This paper is concerned with numerical approximation of some two-dimensional Keller–Segel chemotaxis models, especially those generating pattern formations. The numerical resolution of such nonlinear parabolic–parabolic or parabolic–elliptic systems of partial differential equations consumes a significant computational time when solved with fully implicit schemes. Standard linearized semi-implicit schemes, however, require reasonable computational time, but suffer from lack of accuracy. In this work, two methods based on a single-layer neural network are developed to build linearized implicit schemes: a basic one called the each step training linearized implicit method and a more efficient one, the selected steps training linearized implicit method. The proposed schemes, which make use also of a spatial finite volume method with a hybrid difference scheme approximation for convection–diffusion fluxes, are first derived for a chemotaxis system arising in embryology. The convergence of the numerical solutions to a corresponding weak solution of the studied system is established. Then the proposed methods are applied to a number of chemotaxis models, and several numerical tests are performed to illustrate their accuracy, efficiency and robustness. Generalization of the developed methods to other nonlinear partial differential equations is straightforward.

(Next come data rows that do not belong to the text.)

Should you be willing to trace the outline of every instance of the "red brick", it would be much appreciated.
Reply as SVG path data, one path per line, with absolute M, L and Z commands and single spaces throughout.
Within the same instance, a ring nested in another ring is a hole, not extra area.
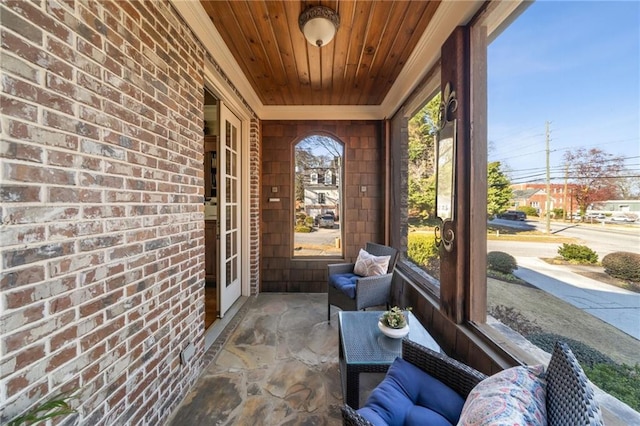
M 39 186 L 0 186 L 0 201 L 3 203 L 40 202 Z
M 124 108 L 123 106 L 114 104 L 113 102 L 105 102 L 104 104 L 105 104 L 104 112 L 106 114 L 113 115 L 114 117 L 119 118 L 120 120 L 124 120 L 131 124 L 135 124 L 135 125 L 139 124 L 140 118 L 135 112 L 130 111 Z
M 9 10 L 10 9 L 6 9 L 4 7 L 0 8 L 0 13 L 2 14 L 2 25 L 13 32 L 20 34 L 22 37 L 34 44 L 42 44 L 42 30 Z
M 73 185 L 75 174 L 71 171 L 51 169 L 27 164 L 7 164 L 5 178 L 19 182 L 33 183 L 57 183 L 61 185 Z
M 11 76 L 2 79 L 2 91 L 9 95 L 35 102 L 38 99 L 38 87 Z
M 22 15 L 30 23 L 36 25 L 38 28 L 41 28 L 49 34 L 53 34 L 57 38 L 64 40 L 67 44 L 71 44 L 73 36 L 69 29 L 58 21 L 52 19 L 50 16 L 45 15 L 41 9 L 34 7 L 30 2 L 18 0 L 9 2 L 9 5 L 12 10 Z
M 98 127 L 88 124 L 84 121 L 77 120 L 73 117 L 54 113 L 53 111 L 43 111 L 42 122 L 43 124 L 53 127 L 54 129 L 76 133 L 87 138 L 98 139 L 100 137 L 100 131 Z M 82 140 L 83 144 L 86 144 L 87 142 L 89 141 L 86 139 Z
M 115 205 L 86 206 L 82 208 L 82 216 L 85 219 L 124 217 L 125 212 L 126 212 L 126 209 L 124 206 L 115 206 Z
M 8 74 L 14 74 L 32 82 L 38 82 L 40 75 L 43 72 L 39 67 L 30 64 L 22 58 L 11 56 L 9 54 L 3 54 L 2 61 L 0 61 L 0 69 L 4 70 Z
M 56 314 L 75 306 L 72 296 L 65 294 L 49 301 L 49 312 Z
M 49 372 L 55 370 L 63 364 L 71 361 L 76 356 L 76 346 L 71 345 L 62 349 L 60 352 L 50 355 L 47 358 L 47 366 L 45 371 Z
M 141 194 L 139 192 L 105 191 L 104 199 L 108 203 L 139 203 Z
M 88 253 L 82 256 L 64 257 L 49 262 L 49 274 L 52 277 L 59 277 L 83 269 L 96 267 L 104 261 L 103 253 Z
M 118 160 L 124 160 L 126 156 L 125 151 L 121 148 L 86 139 L 82 141 L 82 152 Z
M 9 120 L 9 135 L 24 141 L 43 143 L 49 147 L 68 148 L 75 150 L 78 147 L 78 137 L 68 135 L 52 129 L 30 126 Z
M 18 332 L 11 333 L 3 337 L 7 353 L 19 350 L 21 347 L 36 343 L 46 338 L 52 331 L 69 325 L 74 321 L 73 312 L 65 312 L 56 317 L 51 317 L 47 321 L 41 321 Z
M 95 123 L 101 127 L 106 127 L 107 129 L 110 129 L 110 130 L 120 131 L 122 128 L 120 120 L 114 117 L 105 115 L 101 111 L 98 111 L 97 109 L 80 106 L 80 113 L 78 117 L 81 120 L 85 120 L 90 123 Z
M 52 203 L 99 203 L 102 193 L 91 189 L 53 187 L 48 190 Z
M 102 222 L 99 221 L 54 223 L 49 226 L 51 239 L 59 239 L 61 237 L 75 238 L 84 235 L 101 234 L 102 232 Z
M 73 220 L 78 217 L 79 210 L 76 207 L 41 207 L 29 206 L 19 208 L 6 208 L 5 217 L 11 224 L 54 222 L 60 220 Z
M 68 152 L 49 151 L 47 164 L 52 166 L 71 168 L 74 166 L 77 158 L 78 156 Z
M 6 96 L 0 96 L 0 113 L 27 121 L 38 119 L 37 106 Z
M 56 330 L 49 336 L 49 345 L 51 351 L 57 351 L 69 342 L 73 342 L 78 337 L 78 327 L 75 325 Z
M 44 344 L 29 346 L 15 355 L 15 367 L 13 371 L 20 371 L 37 363 L 44 358 Z
M 120 317 L 108 324 L 96 329 L 95 331 L 83 336 L 80 340 L 80 348 L 87 351 L 98 342 L 104 341 L 106 338 L 116 333 L 124 326 L 124 317 Z
M 104 139 L 105 142 L 111 143 L 113 145 L 118 145 L 123 148 L 132 151 L 140 150 L 140 142 L 136 139 L 130 138 L 129 136 L 125 136 L 121 133 L 112 132 L 110 130 L 105 130 Z M 150 167 L 155 167 L 155 162 L 150 162 Z
M 34 323 L 44 318 L 44 308 L 43 303 L 38 303 L 26 306 L 24 309 L 8 312 L 0 317 L 0 325 L 4 330 L 14 330 L 24 324 Z
M 42 107 L 51 108 L 64 114 L 73 115 L 73 103 L 60 95 L 48 90 L 37 92 L 38 104 Z
M 15 249 L 2 253 L 3 265 L 6 268 L 13 268 L 28 263 L 65 256 L 73 253 L 73 251 L 73 243 L 51 243 L 38 247 Z
M 42 265 L 28 265 L 25 268 L 0 274 L 0 290 L 10 290 L 27 284 L 34 284 L 44 280 Z
M 45 40 L 45 47 L 49 53 L 65 62 L 76 62 L 76 52 L 69 44 L 49 36 L 47 36 Z

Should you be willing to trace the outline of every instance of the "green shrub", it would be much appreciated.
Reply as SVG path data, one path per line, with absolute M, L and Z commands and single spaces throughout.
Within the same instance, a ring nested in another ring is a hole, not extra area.
M 407 244 L 407 257 L 418 266 L 427 266 L 438 257 L 436 237 L 432 234 L 410 232 Z
M 490 251 L 487 253 L 487 268 L 503 274 L 511 274 L 518 269 L 518 263 L 509 253 Z
M 305 225 L 307 225 L 307 226 L 313 226 L 313 225 L 314 225 L 314 223 L 315 223 L 315 219 L 314 219 L 314 218 L 312 218 L 311 216 L 307 216 L 307 217 L 304 219 L 304 224 L 305 224 Z
M 586 367 L 585 374 L 596 386 L 640 411 L 640 365 L 596 364 Z
M 564 260 L 573 260 L 579 263 L 596 263 L 598 261 L 598 254 L 595 251 L 579 244 L 563 243 L 562 247 L 558 248 L 558 254 Z
M 540 349 L 552 353 L 558 340 L 565 342 L 571 348 L 582 367 L 593 367 L 596 364 L 614 364 L 613 360 L 602 352 L 584 343 L 554 333 L 534 333 L 526 336 L 527 340 Z
M 562 219 L 564 217 L 564 209 L 553 209 L 551 213 L 553 213 L 554 218 Z
M 535 207 L 531 206 L 520 206 L 516 210 L 524 212 L 527 216 L 538 216 L 538 210 Z
M 604 272 L 612 277 L 640 282 L 640 254 L 626 251 L 609 253 L 602 258 Z
M 305 212 L 297 212 L 296 213 L 296 226 L 304 225 L 306 218 L 307 218 L 307 214 Z
M 636 364 L 635 367 L 617 364 L 602 352 L 558 334 L 536 333 L 526 337 L 531 343 L 549 353 L 553 352 L 556 341 L 564 341 L 594 385 L 634 410 L 640 409 L 640 364 Z
M 302 233 L 309 233 L 311 231 L 313 231 L 313 228 L 307 226 L 307 225 L 296 225 L 295 232 L 302 232 Z

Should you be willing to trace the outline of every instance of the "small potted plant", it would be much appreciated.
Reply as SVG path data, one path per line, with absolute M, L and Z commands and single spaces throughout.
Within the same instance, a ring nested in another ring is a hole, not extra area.
M 405 309 L 407 311 L 411 308 Z M 392 339 L 399 339 L 406 336 L 409 333 L 409 323 L 407 316 L 397 306 L 394 306 L 389 311 L 385 311 L 380 320 L 378 321 L 378 328 L 387 337 Z

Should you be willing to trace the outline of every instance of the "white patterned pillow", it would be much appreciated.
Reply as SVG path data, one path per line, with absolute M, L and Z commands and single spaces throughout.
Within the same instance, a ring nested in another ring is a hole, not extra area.
M 462 407 L 458 426 L 547 424 L 544 366 L 512 367 L 478 383 Z
M 390 259 L 391 256 L 374 256 L 366 250 L 360 249 L 353 273 L 361 277 L 386 274 Z

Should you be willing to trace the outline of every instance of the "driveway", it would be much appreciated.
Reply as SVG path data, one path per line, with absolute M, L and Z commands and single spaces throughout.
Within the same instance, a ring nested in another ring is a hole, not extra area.
M 516 257 L 518 278 L 640 340 L 640 293 L 596 281 L 536 257 Z

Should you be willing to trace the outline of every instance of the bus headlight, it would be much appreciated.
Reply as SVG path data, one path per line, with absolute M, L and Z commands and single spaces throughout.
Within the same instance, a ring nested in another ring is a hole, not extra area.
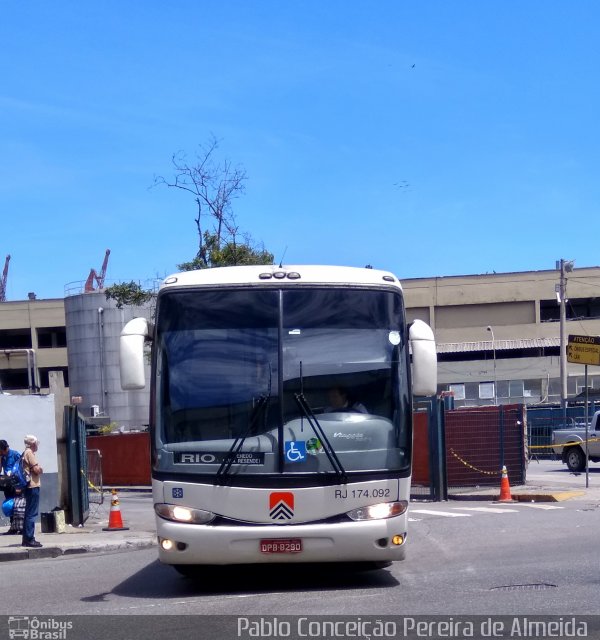
M 381 502 L 380 504 L 371 504 L 368 507 L 359 507 L 348 511 L 346 515 L 352 520 L 382 520 L 402 515 L 407 509 L 408 502 L 400 500 L 399 502 Z
M 178 504 L 158 503 L 154 505 L 154 511 L 165 520 L 174 522 L 188 522 L 190 524 L 208 524 L 215 519 L 212 511 L 182 507 Z

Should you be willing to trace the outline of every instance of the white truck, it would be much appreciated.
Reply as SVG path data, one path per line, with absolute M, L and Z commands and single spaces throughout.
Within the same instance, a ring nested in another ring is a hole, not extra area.
M 587 432 L 587 452 L 591 462 L 600 462 L 600 411 L 596 411 Z M 585 426 L 556 429 L 552 434 L 552 449 L 561 457 L 569 471 L 585 469 Z

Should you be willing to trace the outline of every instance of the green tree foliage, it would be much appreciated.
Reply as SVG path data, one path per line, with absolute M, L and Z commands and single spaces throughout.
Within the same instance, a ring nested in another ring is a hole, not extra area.
M 112 287 L 104 289 L 107 300 L 115 300 L 117 309 L 122 309 L 125 305 L 141 306 L 152 300 L 154 293 L 143 289 L 137 282 L 121 282 Z
M 181 271 L 206 269 L 207 267 L 230 267 L 249 264 L 272 264 L 273 254 L 264 247 L 251 245 L 251 240 L 238 241 L 235 236 L 227 240 L 219 240 L 214 233 L 204 232 L 204 253 L 196 255 L 189 262 L 177 265 Z

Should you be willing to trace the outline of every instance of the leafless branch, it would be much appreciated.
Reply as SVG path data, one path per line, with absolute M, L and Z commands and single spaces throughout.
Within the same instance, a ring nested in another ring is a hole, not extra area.
M 181 151 L 173 154 L 172 179 L 154 178 L 154 185 L 180 189 L 194 196 L 197 210 L 194 222 L 198 232 L 198 257 L 201 259 L 205 258 L 203 231 L 209 224 L 205 223 L 205 218 L 212 219 L 212 232 L 219 245 L 223 240 L 229 240 L 232 230 L 237 229 L 232 200 L 244 193 L 247 180 L 243 167 L 234 167 L 229 160 L 219 164 L 214 157 L 218 147 L 219 141 L 211 135 L 205 145 L 199 145 L 193 162 L 189 162 Z

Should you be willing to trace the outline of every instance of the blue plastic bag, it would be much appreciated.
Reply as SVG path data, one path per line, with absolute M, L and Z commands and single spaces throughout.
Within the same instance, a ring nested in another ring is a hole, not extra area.
M 10 518 L 12 516 L 14 508 L 15 508 L 15 499 L 14 498 L 9 498 L 8 500 L 5 500 L 2 503 L 2 513 L 7 518 Z

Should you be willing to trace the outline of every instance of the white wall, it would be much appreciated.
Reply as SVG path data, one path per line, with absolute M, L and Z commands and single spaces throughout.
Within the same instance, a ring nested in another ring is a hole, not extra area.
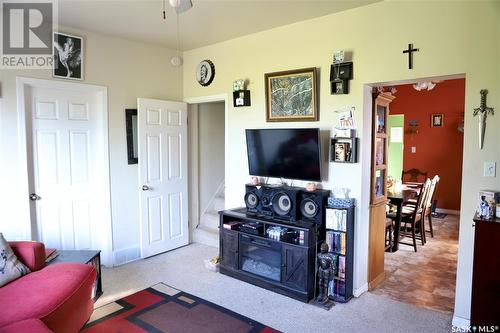
M 226 160 L 227 206 L 243 205 L 248 181 L 244 129 L 249 127 L 320 127 L 337 124 L 334 110 L 354 106 L 355 123 L 362 142 L 360 163 L 333 164 L 326 188 L 349 187 L 358 201 L 355 235 L 354 287 L 367 283 L 368 200 L 370 170 L 370 94 L 366 85 L 451 74 L 465 74 L 465 175 L 462 184 L 460 249 L 456 289 L 456 318 L 470 317 L 473 228 L 471 219 L 481 188 L 500 189 L 499 178 L 484 178 L 482 163 L 500 159 L 498 116 L 488 118 L 485 148 L 477 148 L 479 90 L 488 88 L 488 104 L 500 108 L 500 3 L 498 1 L 385 1 L 317 19 L 264 31 L 191 50 L 184 54 L 184 98 L 230 94 L 232 82 L 248 79 L 252 106 L 228 112 Z M 420 49 L 414 69 L 402 51 Z M 329 93 L 329 68 L 334 50 L 352 52 L 354 79 L 350 93 Z M 196 65 L 203 59 L 215 63 L 216 76 L 208 87 L 195 81 Z M 264 74 L 315 66 L 320 70 L 320 121 L 273 123 L 265 121 Z M 396 94 L 397 96 L 397 94 Z M 366 106 L 366 111 L 364 107 Z
M 60 29 L 85 40 L 85 80 L 106 86 L 109 98 L 109 150 L 113 251 L 117 263 L 139 255 L 139 203 L 137 165 L 127 164 L 125 108 L 135 108 L 138 97 L 182 99 L 182 69 L 170 66 L 175 54 L 164 47 L 125 39 Z M 0 231 L 9 239 L 30 238 L 24 189 L 18 188 L 17 76 L 52 79 L 45 70 L 2 70 L 0 84 Z
M 224 103 L 198 106 L 200 214 L 224 181 Z

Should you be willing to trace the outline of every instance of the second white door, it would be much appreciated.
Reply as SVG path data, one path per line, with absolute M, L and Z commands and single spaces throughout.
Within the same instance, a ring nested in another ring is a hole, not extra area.
M 189 242 L 186 103 L 139 98 L 141 256 Z

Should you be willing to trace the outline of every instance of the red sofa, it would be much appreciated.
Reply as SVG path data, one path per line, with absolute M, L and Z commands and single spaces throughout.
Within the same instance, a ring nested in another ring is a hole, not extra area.
M 78 332 L 93 311 L 95 269 L 78 263 L 45 266 L 42 243 L 9 244 L 32 273 L 0 287 L 0 333 Z

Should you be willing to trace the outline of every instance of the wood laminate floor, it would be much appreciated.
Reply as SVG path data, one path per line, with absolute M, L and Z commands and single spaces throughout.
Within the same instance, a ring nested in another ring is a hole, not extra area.
M 433 218 L 434 238 L 417 250 L 399 245 L 385 253 L 386 280 L 372 292 L 404 303 L 452 313 L 455 305 L 459 216 Z M 428 228 L 428 227 L 427 227 Z M 411 242 L 406 239 L 405 242 Z

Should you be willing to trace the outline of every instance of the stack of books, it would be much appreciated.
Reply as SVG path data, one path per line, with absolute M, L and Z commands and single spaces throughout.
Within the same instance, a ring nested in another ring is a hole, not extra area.
M 326 232 L 326 244 L 330 252 L 345 254 L 346 238 L 344 232 L 328 230 Z
M 326 209 L 326 228 L 346 231 L 347 211 L 345 209 Z
M 328 286 L 328 296 L 344 297 L 345 296 L 345 281 L 333 279 Z

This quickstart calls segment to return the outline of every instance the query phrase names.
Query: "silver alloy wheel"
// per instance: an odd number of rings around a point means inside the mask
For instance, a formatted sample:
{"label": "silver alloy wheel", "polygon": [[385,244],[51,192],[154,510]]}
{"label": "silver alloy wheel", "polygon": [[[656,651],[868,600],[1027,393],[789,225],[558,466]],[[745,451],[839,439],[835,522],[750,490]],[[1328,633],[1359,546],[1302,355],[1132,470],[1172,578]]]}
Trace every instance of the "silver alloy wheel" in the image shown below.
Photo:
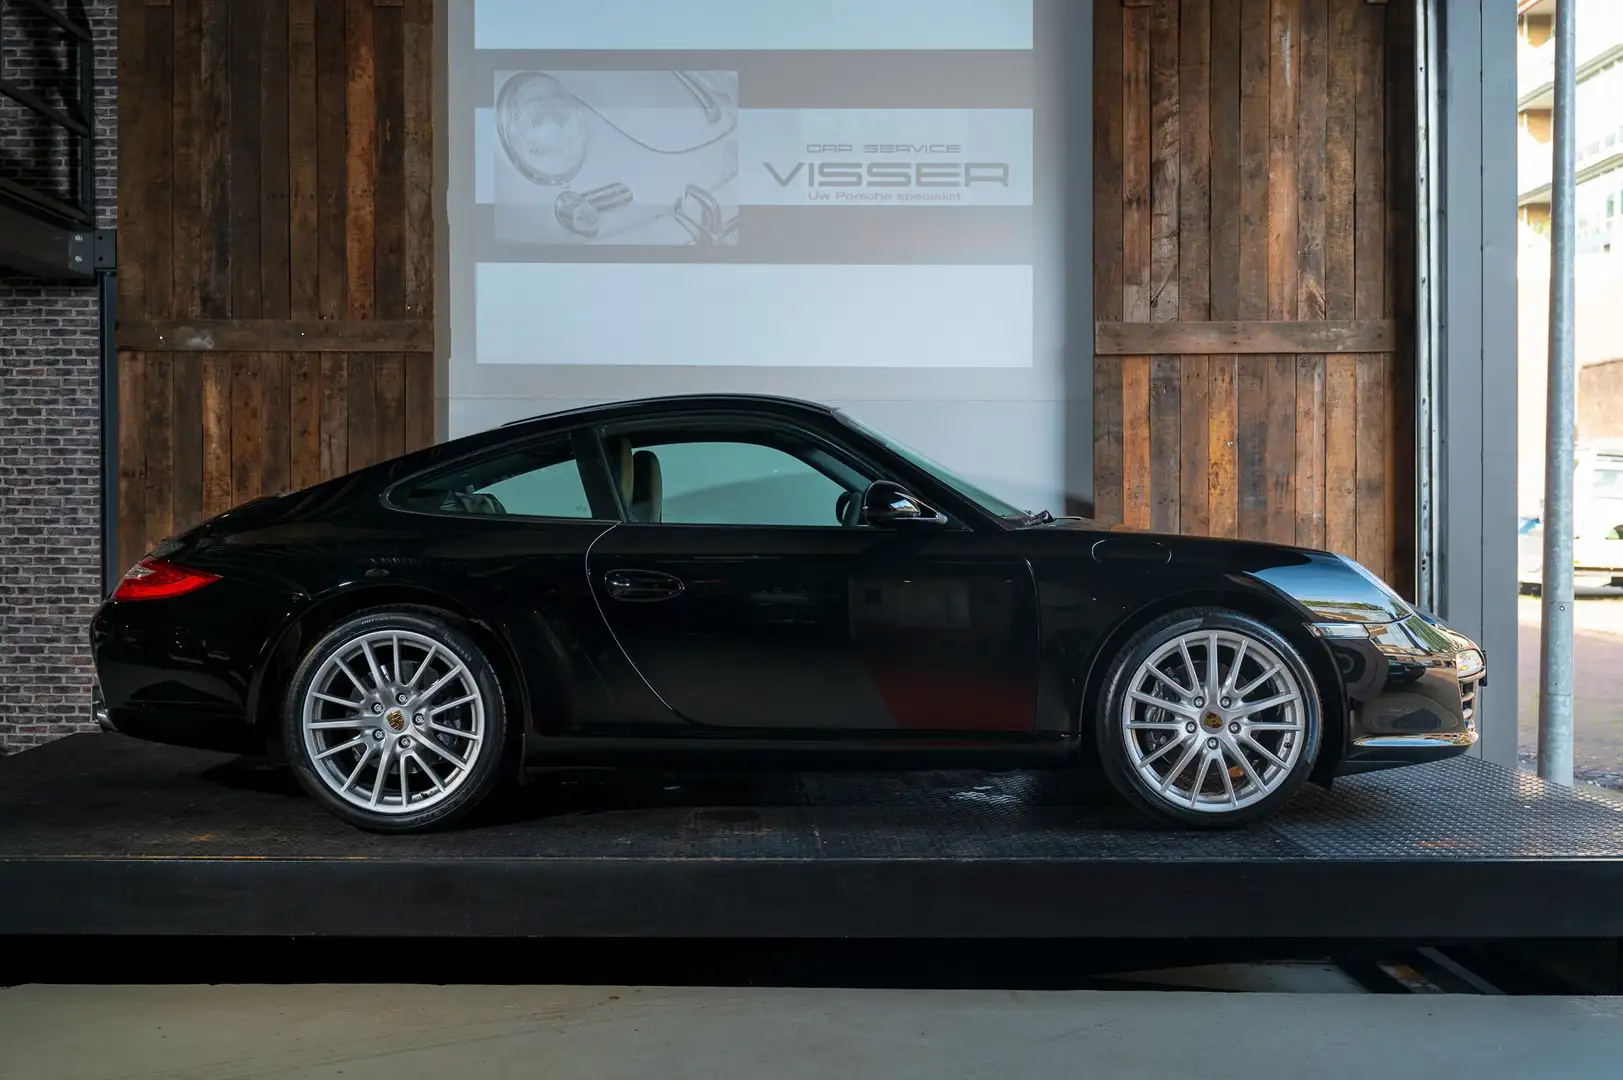
{"label": "silver alloy wheel", "polygon": [[374,630],[317,669],[300,729],[335,795],[374,813],[415,813],[467,780],[485,740],[485,700],[445,645],[411,630]]}
{"label": "silver alloy wheel", "polygon": [[1284,657],[1235,630],[1192,630],[1133,672],[1120,731],[1128,764],[1182,810],[1227,813],[1279,790],[1307,743],[1302,685]]}

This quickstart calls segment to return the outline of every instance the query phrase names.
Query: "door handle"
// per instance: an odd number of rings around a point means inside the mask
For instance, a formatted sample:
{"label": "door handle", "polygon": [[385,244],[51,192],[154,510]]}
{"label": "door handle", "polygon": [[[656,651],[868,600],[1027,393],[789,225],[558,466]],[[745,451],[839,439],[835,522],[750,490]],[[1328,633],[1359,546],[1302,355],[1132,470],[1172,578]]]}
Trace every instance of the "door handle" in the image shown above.
{"label": "door handle", "polygon": [[631,604],[670,600],[686,588],[680,578],[657,570],[610,570],[603,575],[603,584],[614,599]]}

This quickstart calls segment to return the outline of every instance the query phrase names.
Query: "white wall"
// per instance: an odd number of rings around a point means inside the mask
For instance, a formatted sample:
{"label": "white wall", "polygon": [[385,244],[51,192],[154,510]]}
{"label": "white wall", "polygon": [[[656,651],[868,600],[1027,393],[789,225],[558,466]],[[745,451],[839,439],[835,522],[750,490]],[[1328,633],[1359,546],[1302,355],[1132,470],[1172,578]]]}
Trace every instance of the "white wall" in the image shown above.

本文涉及一些二维Keller-Segel化学趋化模型的数值逼近，尤其是那些产生图案形成的模型。当使用完全隐式格式求解时，这种非线性的抛物型-抛物型或抛物型-椭圆型方程组的数值分辨率会消耗大量的计算时间。但是，标准的线性半隐式方案需要合理的计算时间，但缺乏准确性。在这项工作中，开发了两种基于单层神经网络的方法来构建线性化隐式方案：一种基本的方法称为“每步训练线性化隐式方法”，一种更有效的方法是“选择的步骤”训练线性化隐式方法。拟议的计划，它首先利用对流扩散流的混合差分方案近似的空间有限体积方法，首先针对胚胎学中产生的趋化性系统推导。建立了数值解与研究系统相应弱解的收敛性。然后将所提出的方法应用于许多趋化性模型，并进行了一些数值测试，以说明其准确性，效率和鲁棒性。将开发的方法推广到其他非线性偏微分方程很简单。然后将所提出的方法应用于许多趋化性模型，并进行了一些数值测试以说明其准确性，效率和鲁棒性。将开发的方法推广到其他非线性偏微分方程很简单。然后将所提出的方法应用于许多趋化性模型，并进行了一些数值测试以说明其准确性，效率和鲁棒性。将开发的方法推广到其他非线性偏微分方程很简单。